2009/11/22 02:40:05.196 US/Eastern

By Yan-Iuan Ho

Kingdom: Animalia
Phylum: Chordata
Subphylum: Vertebrata
Class: Mammalia
Order: Chiroptera
Family: Pteropodidae
Genus: Eonycteris
Species: Eonycteris major

Geographic Range

The distribution of Eonycteris major includes the Philippines through Borneo. In Borneo, there are scattered records from most areas including Kota Kinabalu and Ranau in Sabah. It is also found in Gunung Dulit and Kuching in Sarawak, Kutai in East Kalimantan, and upper Sungai Tengah in South Kalimantan. The only area it is not found is in Central and West Kalimantan. In the Philiippines, the distribution includes Biliran, Leyte, Lubang, Luzon, Maripipi, Mindanao, Negros, and Siargao. (Mickleburgh, Hutson, and Racey, 1992)

Biogeographic Regions:
oriental (native ).

Habitat

Elevation
1100 m (high)
(3608 ft)

The roosting habitat of E. major usually includes caves and hollow trees. The subspecies E. m. robusta may be dependent upon primary forest as well as caves and has been taken from near sea level to 1100m. (Mickleburgh, Hutson, and Racey, 1992; Nowak, 1994)

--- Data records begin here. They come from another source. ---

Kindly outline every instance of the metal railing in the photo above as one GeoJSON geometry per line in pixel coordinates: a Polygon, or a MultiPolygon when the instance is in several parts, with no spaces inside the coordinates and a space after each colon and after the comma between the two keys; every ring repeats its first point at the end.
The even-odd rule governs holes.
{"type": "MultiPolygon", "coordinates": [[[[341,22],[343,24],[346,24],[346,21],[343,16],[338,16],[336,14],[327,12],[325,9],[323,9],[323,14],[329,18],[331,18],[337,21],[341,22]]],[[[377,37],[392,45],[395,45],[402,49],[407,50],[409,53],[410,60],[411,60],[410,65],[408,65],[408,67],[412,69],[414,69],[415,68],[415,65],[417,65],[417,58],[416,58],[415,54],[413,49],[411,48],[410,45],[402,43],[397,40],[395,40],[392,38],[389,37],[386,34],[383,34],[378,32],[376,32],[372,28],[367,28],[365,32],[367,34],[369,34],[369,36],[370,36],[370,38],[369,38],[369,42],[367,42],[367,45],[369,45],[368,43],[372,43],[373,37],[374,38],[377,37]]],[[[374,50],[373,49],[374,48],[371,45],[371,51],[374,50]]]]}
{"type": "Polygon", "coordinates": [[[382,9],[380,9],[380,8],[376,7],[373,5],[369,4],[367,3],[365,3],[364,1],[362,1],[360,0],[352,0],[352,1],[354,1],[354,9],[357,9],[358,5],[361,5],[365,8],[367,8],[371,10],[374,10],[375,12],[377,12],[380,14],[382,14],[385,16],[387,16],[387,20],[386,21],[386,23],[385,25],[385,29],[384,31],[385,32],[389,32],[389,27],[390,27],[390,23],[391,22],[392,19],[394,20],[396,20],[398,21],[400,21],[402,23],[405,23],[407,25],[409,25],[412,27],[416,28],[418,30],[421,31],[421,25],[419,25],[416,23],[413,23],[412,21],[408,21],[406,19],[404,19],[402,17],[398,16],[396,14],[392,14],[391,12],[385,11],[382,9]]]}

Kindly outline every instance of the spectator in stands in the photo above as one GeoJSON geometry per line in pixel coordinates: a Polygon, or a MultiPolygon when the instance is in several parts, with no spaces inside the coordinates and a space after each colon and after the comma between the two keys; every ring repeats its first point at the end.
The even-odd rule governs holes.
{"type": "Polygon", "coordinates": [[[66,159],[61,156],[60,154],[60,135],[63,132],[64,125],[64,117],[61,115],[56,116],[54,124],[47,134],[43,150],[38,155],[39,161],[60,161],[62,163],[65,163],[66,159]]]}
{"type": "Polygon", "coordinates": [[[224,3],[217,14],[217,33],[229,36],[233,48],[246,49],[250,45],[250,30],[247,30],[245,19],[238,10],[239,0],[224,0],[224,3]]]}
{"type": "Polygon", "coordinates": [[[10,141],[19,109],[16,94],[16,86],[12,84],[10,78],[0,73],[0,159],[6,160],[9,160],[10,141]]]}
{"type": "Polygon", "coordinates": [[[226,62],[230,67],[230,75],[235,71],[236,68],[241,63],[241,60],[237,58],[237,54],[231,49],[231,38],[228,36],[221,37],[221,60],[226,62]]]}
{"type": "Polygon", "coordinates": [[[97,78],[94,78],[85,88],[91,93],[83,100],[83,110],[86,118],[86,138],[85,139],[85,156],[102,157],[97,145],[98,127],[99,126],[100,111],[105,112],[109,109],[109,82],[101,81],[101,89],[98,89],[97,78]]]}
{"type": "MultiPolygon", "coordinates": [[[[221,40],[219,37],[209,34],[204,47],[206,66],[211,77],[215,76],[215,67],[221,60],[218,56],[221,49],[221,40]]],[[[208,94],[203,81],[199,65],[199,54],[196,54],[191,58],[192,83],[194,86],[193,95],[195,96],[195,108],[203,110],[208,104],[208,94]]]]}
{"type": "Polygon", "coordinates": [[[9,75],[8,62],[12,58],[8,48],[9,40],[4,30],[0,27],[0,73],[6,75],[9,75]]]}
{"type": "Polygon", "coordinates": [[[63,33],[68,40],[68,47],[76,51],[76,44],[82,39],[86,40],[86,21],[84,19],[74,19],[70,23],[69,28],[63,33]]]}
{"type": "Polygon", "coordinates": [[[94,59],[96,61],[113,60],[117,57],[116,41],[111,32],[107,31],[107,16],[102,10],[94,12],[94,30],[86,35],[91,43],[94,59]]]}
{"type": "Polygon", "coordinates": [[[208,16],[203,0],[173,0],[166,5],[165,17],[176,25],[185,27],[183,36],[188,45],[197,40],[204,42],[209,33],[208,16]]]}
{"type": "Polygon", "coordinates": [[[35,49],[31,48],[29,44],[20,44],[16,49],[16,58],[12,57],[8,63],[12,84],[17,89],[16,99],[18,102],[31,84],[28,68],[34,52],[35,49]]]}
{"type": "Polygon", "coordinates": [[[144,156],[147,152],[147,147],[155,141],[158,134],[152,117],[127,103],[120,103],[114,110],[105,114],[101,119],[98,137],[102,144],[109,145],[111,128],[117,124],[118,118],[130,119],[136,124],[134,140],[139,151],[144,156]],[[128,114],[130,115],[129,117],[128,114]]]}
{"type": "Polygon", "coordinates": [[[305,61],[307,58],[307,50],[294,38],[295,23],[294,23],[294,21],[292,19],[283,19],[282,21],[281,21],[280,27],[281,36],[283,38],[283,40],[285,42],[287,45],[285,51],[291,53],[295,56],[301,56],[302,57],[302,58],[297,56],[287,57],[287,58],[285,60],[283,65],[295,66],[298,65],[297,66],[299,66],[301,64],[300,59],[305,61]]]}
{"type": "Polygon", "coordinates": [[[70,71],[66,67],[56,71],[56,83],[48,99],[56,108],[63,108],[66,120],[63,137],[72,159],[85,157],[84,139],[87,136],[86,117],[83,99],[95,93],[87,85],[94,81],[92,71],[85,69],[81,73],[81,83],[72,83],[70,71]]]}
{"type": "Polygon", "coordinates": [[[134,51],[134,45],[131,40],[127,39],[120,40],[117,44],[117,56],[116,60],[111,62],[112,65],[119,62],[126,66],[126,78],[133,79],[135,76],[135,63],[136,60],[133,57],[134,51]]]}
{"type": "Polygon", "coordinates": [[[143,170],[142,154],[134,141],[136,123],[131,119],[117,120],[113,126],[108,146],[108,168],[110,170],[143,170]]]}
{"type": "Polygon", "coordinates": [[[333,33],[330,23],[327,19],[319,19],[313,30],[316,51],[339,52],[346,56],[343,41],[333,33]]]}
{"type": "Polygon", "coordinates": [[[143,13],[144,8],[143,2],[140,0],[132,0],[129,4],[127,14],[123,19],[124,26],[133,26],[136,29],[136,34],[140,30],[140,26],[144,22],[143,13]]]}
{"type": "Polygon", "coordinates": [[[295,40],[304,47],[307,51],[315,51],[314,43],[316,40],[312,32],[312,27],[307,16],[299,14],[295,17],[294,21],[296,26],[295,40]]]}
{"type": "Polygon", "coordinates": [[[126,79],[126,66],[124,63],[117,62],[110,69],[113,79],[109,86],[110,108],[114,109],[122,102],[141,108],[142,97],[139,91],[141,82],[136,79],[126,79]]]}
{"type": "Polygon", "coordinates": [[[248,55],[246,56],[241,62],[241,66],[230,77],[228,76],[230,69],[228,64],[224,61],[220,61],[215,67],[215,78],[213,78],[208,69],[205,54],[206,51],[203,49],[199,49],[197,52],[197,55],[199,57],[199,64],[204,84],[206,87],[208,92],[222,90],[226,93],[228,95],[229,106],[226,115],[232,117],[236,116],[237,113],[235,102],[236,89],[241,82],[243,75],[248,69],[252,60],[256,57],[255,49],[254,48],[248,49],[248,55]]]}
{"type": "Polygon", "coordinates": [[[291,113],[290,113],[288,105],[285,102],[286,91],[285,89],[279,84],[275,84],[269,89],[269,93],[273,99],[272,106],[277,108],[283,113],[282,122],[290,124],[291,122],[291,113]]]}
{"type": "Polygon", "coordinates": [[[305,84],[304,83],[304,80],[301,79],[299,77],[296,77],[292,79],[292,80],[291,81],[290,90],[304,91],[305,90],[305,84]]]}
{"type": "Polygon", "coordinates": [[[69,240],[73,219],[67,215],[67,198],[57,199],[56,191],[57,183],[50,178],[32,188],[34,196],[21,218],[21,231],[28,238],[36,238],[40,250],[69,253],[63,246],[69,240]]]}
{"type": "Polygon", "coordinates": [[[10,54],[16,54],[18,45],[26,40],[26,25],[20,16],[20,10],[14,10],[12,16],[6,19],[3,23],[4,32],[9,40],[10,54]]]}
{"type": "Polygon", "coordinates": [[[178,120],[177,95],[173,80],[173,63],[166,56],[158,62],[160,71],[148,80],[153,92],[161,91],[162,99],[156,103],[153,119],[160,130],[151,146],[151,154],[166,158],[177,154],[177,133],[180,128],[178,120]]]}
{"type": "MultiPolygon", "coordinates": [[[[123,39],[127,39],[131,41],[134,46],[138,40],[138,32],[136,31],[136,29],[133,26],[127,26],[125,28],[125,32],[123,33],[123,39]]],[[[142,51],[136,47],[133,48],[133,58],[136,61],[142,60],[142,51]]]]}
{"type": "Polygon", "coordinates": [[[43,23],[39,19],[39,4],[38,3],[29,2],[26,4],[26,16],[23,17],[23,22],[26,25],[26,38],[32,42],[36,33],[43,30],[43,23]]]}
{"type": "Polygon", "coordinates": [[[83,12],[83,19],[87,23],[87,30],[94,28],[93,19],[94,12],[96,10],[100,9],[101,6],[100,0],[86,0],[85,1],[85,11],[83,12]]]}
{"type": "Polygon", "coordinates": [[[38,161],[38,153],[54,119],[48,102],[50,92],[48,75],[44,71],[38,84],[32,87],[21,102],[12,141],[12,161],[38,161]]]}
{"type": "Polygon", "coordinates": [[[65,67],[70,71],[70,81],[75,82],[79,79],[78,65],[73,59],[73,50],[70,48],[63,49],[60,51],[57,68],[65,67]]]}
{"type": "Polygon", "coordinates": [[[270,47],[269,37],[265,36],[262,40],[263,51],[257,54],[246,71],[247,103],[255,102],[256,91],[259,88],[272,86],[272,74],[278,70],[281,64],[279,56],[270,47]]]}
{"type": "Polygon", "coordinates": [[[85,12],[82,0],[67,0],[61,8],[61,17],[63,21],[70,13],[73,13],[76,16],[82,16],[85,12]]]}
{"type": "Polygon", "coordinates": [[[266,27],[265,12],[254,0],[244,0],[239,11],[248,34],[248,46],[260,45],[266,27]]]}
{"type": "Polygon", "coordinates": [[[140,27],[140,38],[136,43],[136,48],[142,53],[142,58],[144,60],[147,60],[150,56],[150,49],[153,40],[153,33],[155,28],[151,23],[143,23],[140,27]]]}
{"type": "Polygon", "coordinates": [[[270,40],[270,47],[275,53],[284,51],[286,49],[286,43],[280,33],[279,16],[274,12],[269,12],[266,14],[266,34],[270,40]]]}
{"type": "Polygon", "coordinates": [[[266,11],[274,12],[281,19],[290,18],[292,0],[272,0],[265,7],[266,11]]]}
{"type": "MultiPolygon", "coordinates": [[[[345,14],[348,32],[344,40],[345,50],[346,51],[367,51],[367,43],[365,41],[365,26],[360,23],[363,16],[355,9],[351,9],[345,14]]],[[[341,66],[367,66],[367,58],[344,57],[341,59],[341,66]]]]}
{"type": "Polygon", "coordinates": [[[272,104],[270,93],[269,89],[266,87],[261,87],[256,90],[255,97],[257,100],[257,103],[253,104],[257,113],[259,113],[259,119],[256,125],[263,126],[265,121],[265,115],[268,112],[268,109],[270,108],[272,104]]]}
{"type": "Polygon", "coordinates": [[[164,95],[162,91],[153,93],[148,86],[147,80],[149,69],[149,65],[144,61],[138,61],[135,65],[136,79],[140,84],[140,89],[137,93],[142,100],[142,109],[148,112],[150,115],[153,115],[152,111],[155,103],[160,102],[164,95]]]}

These animals are found in the following types of habitat:
tropical .

Terrestrial Biomes:
forest .

Other:
caves.

Physical Description

Mass
91 g (average)
(3.2 oz)

The fur of E. major is identified as uniform and dark, blackish brown. Like most other fruit bats of this genus, the muzzle is long, slender, and slightly decurved. The tongue is also very long and slender, and protrudes from the mouth. Both characteristics help to pick up nectar and pollen, the main source of food. The cheek teeth are reduced in size. Overall, the bats from the subfamily Pteropodidae are characterized by long, needle-like canines, which are strongly curved outwards in the lower jaw. The upper incisors are small and they project forward slightly and are separated from each other by small gaps. The dental formula is unknown but the dental formula for most Pteropodidae is 2/2, 1/1, 3/3, 2/3. The tail is usually very short, averaging 18 mm, and the ear length averages 21 mm. The forearm (length outside of the elbow to the outside of wrist in a bent wing) averages from 71 mm to 80 mm. Another distinguishing characteristic is the lack of a claw on the second digit of the wing, which is usually present in Pteropodidae. Although there is no information about sexual dimorphism, the closest relative of E. major is E. spelaea, which is known to be sexually dimorphic; males are generally larger than females. (Nowak, 1994; Payne and Francis, 1985)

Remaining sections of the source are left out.